Dal punto di vista della gallina o del maiale o delle fragole le cose possono apparire in modo diverso ma tant’è. Torniamo al nostro astronauta o naufrago. «Dopo aver identificato un possibile cibo lo si mette in bocca e si effettua una valutazione organolettica: ”è buono o no?” Se apprezzato è molto probabile ci si chieda “quanto posso mangiarne senza stare male? Ci sono in questo alimento sostanze che possono danneggiare la mia salute”. E per rispondere a questa priorità bisogna conoscere la composizione degli alimenti. Il che significa che tutte le informazioni relative da una parte alla composizione degli alimenti, dall’altra alla composizione di una dieta equilibrata rivestono un ordine di importanza alto».

Tutto il resto riveste un livello di importanza successivo, secondo la voluta provocazione del nutrizionista bolzanino, che ha scritto oltre 200 articoli scientifici e quattro volumi tra cui: Alla ricerca del giusto peso e La Dieta mediterranea fra mito e realtà.

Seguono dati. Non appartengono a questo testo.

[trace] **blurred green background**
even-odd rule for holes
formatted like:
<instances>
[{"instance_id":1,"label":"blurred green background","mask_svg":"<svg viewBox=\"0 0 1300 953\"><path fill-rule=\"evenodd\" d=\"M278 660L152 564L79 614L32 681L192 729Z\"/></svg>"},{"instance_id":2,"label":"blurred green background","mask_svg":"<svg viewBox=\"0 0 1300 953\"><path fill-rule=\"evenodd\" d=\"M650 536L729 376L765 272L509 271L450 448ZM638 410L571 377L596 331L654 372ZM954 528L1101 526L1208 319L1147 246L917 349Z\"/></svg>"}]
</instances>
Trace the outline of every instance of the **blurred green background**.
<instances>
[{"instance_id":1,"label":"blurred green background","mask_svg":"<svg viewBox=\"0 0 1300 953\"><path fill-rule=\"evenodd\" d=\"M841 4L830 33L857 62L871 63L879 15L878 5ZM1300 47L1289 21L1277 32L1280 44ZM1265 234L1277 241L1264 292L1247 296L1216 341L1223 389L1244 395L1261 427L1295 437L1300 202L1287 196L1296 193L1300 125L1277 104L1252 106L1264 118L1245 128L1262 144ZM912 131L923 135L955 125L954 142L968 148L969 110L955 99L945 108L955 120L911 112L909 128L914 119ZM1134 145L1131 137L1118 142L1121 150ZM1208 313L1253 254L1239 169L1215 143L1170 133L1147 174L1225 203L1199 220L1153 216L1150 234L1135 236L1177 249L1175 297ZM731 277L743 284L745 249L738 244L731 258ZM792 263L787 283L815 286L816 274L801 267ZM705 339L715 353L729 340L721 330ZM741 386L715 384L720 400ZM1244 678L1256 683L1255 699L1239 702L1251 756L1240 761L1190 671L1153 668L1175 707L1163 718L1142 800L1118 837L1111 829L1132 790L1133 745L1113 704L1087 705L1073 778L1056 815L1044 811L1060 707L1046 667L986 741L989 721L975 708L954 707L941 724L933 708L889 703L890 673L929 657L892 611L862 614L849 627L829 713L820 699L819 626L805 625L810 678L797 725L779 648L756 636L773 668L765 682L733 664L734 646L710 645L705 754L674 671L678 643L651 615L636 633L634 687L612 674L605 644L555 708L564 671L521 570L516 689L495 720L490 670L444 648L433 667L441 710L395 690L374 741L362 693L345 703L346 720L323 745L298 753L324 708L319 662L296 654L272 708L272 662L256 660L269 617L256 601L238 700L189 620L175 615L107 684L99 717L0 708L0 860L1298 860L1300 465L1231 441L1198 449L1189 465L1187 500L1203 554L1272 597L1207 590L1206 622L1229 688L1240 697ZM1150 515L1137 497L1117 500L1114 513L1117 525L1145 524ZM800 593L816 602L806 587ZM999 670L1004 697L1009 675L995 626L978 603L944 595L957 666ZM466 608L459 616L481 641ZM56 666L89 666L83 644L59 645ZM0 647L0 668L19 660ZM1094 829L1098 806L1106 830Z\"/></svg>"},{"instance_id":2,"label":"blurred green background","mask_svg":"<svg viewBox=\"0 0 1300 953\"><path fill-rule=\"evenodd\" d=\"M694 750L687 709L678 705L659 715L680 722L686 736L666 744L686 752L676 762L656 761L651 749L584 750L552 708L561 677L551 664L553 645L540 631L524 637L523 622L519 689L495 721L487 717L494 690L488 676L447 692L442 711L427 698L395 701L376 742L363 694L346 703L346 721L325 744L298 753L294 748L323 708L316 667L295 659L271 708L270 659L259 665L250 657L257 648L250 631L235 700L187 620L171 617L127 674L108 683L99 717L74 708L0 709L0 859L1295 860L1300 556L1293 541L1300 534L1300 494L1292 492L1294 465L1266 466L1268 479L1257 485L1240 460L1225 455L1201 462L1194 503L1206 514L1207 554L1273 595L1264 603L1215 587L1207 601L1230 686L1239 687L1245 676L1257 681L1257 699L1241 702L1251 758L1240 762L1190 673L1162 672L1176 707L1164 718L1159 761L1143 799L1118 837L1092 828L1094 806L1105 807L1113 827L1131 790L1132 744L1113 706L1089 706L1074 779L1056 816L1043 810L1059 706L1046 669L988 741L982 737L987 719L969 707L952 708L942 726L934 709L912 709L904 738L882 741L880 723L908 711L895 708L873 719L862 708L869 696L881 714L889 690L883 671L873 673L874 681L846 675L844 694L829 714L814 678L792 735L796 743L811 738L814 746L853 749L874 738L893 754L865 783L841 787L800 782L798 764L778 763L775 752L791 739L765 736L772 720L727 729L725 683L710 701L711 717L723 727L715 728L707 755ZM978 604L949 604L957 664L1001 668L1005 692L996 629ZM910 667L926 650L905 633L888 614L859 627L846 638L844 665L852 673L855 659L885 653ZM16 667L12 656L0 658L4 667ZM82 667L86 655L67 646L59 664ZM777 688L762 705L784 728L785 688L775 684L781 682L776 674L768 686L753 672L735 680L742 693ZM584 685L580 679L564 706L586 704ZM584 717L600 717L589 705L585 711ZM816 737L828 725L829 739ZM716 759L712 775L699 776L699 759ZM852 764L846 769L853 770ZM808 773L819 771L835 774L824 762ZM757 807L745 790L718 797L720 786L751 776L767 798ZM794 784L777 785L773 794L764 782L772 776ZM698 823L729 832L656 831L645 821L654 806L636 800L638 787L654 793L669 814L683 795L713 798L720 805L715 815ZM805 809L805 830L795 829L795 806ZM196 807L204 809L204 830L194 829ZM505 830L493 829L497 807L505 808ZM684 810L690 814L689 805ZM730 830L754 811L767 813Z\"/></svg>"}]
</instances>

«Mi spiego: la salama da sugo ferrarese è una ricetta antica e tradizionale, è prodotta probabilmente nel migliore dei modi da allevatori e artigiani correttamente retribuiti, è quasi a Km zero ed è un elemento della nostra cultura nord italiana. Ma se ne mangio un etto al giorno per un anno non mi fa un effetto poi così diverso dall’esecratissimo panino del fast food! Posso alimentarmi benissimo o malissimo vivendo di alimenti ‘biologici’ e teoricamente posso costruire una dieta sana ed equilibrata a base di verdure che vengono dall’Africa, carne argentina e soia ogm cinese se in possesso di precise informazioni circa la modalità di allevamento/produzione e di composizione bromatologica. Ovviamente più ci si allontana da casa più è difficile avere tali notizie».

Il buon senso ancora una volta interviene come bussola in queste apparenti contraddizioni «Posto che devo alimentarmi e non eccessivamente, posto che mi conviene una dieta equilibrata con il giusto apporto di carboidrati grassi proteine e fibre e micronutrienti, ho spazio per definire meglio la mia scelta privilegiando tutti gli altri aspetti», conclude Lucio Lucchin, «ed essere buongustaio, custode della tradizione culinaria, ecologista convinto come io peraltro sono. Ma senza invertire l’ordine delle priorità perché in questo caso al contrario di quel che ci hanno detto a scuola, la somma cambia eccome!».